The consumer price index (CPI), a closely eyed gauge of inflation, rose 3.1 percent from a year ago, said the Department of Labor, down from a 3.2 percent rate in October.
The slowdown comes on the back of falling gas prices, with the gasoline index dropping 6.0 percent.
But the inflation figure was slightly hotter than expected, and CPI rose 0.1 percent between October and November.
Excluding the volatile food and energy components, the CPI increase was steady at 4.0 percent from a year ago.
Tuesday's numbers were released on the same day the Federal Reserve opens its final policy meeting of the year.

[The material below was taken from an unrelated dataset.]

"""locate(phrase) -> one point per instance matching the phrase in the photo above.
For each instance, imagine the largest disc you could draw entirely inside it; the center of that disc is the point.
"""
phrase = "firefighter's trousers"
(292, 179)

Central bank officials have rapidly lifted the benchmark lending rate since last year to tame stubborn inflation, and the overall CPI figure has come down sharply from its 9.1 percent peak in June 2022.
Analysts largely expect the Fed to keep interest rates at the current level as the effects of existing rate hikes ripple through the world's biggest economy.
"The inflation numbers have little implication for the Fed's December meeting," said Michael Pearce, lead US economist at Oxford Economics.
He added that officials have "widely signaled an extended pause and won't react based on one month's data."
"To see earlier rate cuts, we would need to see inflation slowing more sharply, perhaps helped by a slowdown in the labor market which helps bring wage growth lower and therefore services price inflation," Pearce told AFP ahead of the latest report.
- Risks ahead -
Price pressures remain in other areas as well.
According to the Labor Department, "the index for shelter continued to rise in November, offsetting a decline in the gasoline index," said the Labor Department.
While inflation is coming down, EY chief economist Gregory Daco cautioned that there could be a risk of "over-tightening" in monetary policy.
He noted the Fed is extremely data dependent in making its rate decisions, which worked out when inflation was rising or stabilizing at high levels.
But, he said, "we're in a world where disinflation has been faster than what the Fed had anticipated."
"That alludes to the possibility that essentially, they will have monetary policy that is too restrictive given where inflation is at," he added.